10:1 アハブにはサマリアに七十人の子どもがあった。エフーは手紙を書いてサマリアに送り、イズレエルの長たちや長老たち、および、アハブの子の養育係たちにこう伝えた。

10:2 「この手紙が届いたら、あなたがたのところに、あなたがたの主君の子どもたちがいて、戦車や馬も、城壁のある町や武器も、あなたがたのところにあるのだから、すぐ、

10:3 あなたがたの主君の子どもの中から最も善良で真っ直ぐな人物を選んで、その父の王座に就かせ、あなたがたの主君の家のために戦え。」

10:4 彼らは非常に恐れて言った。「二人の王たちでさえ、彼に当たることができなかったのに、どうしてこのわれわれが当たることができるだろうか。」

10:5 そこで、宮廷長官、町のつかさ、長老たち、および養育係たちは、エフーに人を送って言った。「私どもはあなたのしもべです。あなたが私どもにお命じになることは何でもいたしますが、だれも王に立てるつもりはありません。あなたのお気に召すようにしてください。」

10:6 エフーは再び彼らに手紙を書いてこう言った。「もしあなたがたが私に味方し、私の声に聞くのなら、あなたがたの主君の子どもたちの首を取り、明日の今ごろ、イズレエルの私のもとに持って来るように。」そのころ、王の子どもたち七十人は、彼らを養育していた町のおもだった人たちのもとにいた。

10:7 その手紙が彼らに届くと、彼らは王の子どもたちを捕らえ、その七十人を切り殺し、その首をいくつかのかごに入れ、それをイズレエルのエフーのもとに送り届けた。

10:8 使者が来て、「彼らは王の子どもたちの首を持って参りました」とエフーに報告した。

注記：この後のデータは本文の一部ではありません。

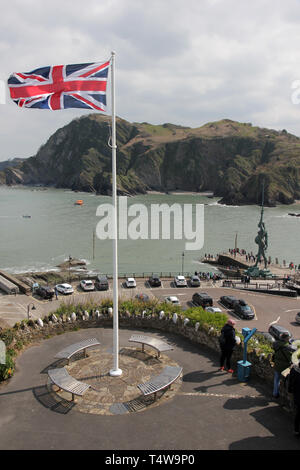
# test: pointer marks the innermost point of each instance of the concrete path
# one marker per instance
(211, 410)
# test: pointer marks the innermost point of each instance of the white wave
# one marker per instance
(216, 203)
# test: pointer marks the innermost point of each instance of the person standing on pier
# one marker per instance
(294, 388)
(227, 344)
(282, 359)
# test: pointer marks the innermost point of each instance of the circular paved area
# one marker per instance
(210, 411)
(119, 395)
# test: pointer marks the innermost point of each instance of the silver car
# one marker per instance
(180, 281)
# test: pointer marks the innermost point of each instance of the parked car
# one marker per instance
(228, 301)
(45, 292)
(64, 288)
(87, 285)
(195, 281)
(154, 280)
(172, 300)
(213, 309)
(130, 282)
(102, 283)
(243, 310)
(142, 297)
(202, 299)
(266, 336)
(180, 281)
(277, 330)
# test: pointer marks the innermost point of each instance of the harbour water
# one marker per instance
(57, 229)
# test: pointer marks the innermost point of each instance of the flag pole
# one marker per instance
(115, 372)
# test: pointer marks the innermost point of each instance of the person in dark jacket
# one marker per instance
(294, 388)
(282, 360)
(227, 344)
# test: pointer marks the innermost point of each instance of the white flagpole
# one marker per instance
(115, 372)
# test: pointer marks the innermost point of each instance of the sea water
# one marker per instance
(57, 229)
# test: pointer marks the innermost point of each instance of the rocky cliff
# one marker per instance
(229, 158)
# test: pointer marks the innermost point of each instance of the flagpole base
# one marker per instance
(115, 372)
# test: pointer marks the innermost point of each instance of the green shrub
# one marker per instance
(201, 316)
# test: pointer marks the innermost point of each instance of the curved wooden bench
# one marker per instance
(64, 381)
(161, 381)
(155, 343)
(69, 351)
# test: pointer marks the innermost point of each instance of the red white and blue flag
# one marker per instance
(61, 87)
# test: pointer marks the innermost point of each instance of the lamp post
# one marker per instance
(28, 309)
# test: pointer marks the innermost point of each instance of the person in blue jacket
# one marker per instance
(294, 388)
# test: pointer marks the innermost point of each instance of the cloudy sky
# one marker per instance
(186, 62)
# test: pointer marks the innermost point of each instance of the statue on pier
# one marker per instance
(261, 240)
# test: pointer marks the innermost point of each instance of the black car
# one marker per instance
(154, 280)
(243, 310)
(45, 292)
(102, 283)
(266, 337)
(142, 297)
(202, 299)
(277, 330)
(195, 281)
(228, 301)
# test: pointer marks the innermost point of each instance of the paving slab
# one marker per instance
(211, 410)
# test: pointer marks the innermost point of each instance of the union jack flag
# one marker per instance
(61, 86)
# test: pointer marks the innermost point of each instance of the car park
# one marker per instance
(45, 292)
(265, 336)
(228, 301)
(154, 280)
(194, 281)
(130, 282)
(180, 281)
(172, 299)
(213, 309)
(87, 285)
(202, 299)
(142, 297)
(102, 283)
(243, 310)
(64, 288)
(277, 331)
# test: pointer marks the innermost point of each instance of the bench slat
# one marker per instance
(157, 344)
(161, 381)
(74, 348)
(62, 379)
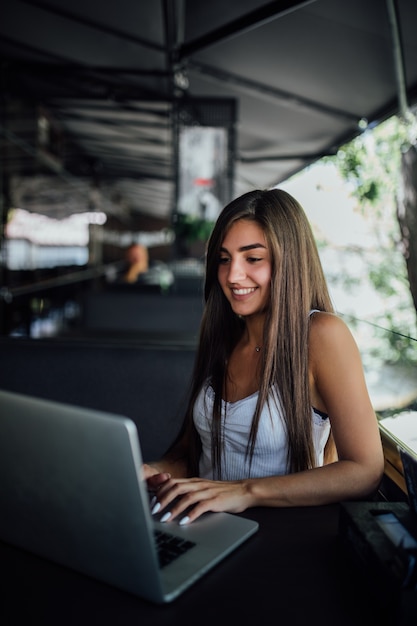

すると彼は、「それを二つに分けて積み重ね、朝まで門の入り口に置いておけ」と命じた。

10:9 朝になるとエフーは出て行き、立ってすべての民に言った。「あなたたちに罪はない。聞きなさい。私が主君に対して謀反を起こして、彼を殺したのだ。しかし、これらの者を皆殺しにしたのはだれか。

10:10 だから知れ。主がアハブの家について告げられた主のことばは一つも地に落ちないことを。主は、そのしもべエリヤによってお告げになったことをなされたのだ。」

10:11 エフーは、アハブの家に属する者でイズレエルに残っていたすべての者、身分の高い者、親しい者、その祭司たちをみな打ち殺し、一人も生き残る者がないまでにした。

 

 アハブが生涯の最後に行った彼の悔い改めと良い行いによって、神様は彼の家に向けた裁きを次の代まで保留することにされました。しかし、それで彼の家が完全に滅ぼされるという約束が撤回されたわけではありません。
 
 今日箇所に登場するエフー王は、エリシャに油を注がれたイスラエルの王でした。反乱や暗殺などの不正な方法で王位が交代された北イスラエルで油を注がれて立てられたエフー王は、神様の命令どおりアハブの家を完全に滅ぼすことになります。
 
 しかし、北イスラエルの歴史上に神様を恐れた王は一人も存在しません。ということは、エフーもやはり神様を恐れることはなかったということです。この後の箇所によると、エフーは偶像の高き所を破壊することもありますが、結局、彼が拝んでいたのは金の子牛の像でした。
 
 このようなエフーが神様の御言葉に従ってアハブの家を滅ぼしたということは変わらない事実です。また、偶像の高き所を破壊したことも変わらない事実です。しかし、彼の心は完全に神様に向かず、彼の行動は完全に神様のためのものではなかったと私たちが考えることもできるでしょう。
 
 神様の御言葉の通りに行動するということは、必ずしも神様の御言葉の通りに生きるということではありません。その二つは明らかに別の領域です。また、神様の御言葉を選択的にだけ守ることもあるでしょう。それが今日の箇所のエフーのような姿です。
 
 神様の御言葉と自分が望むこととの間の妥協点、共通点がある時だけ神様の御言葉に従うこと、神様の御心のためではなく、自分のための行動がそのようなものです。
 
 これらの選択的な従順は、私たちの信仰にとって凄く危険なものです。不充実な人は自分が神様に従っていないということが分かりますが、このような選択的な従順を行う人々は、その従順を自分たちを守るための手段のように、自分は神様に充実に従っていると勘違いしやすいためです。
 
 私たちの従順は常に神様の御言葉の一部ではなく、神様のすべての御心に向けた従順でなければなりません。そのためにはまず、御言葉を正しく知ることが必要とされます。有名な聖書箇所、慰めになる聖書の箇所振り回されるのでなく、その箇所が本当に語っていることは何かを調べ、その中に込められている人の言葉ではなく、神様の御言葉を発見しなければならないのでしょう。これを通して私たちのための選択的な従順ではなく、神様の御言葉通りに生きていく真の従順ができるようになるでしょう。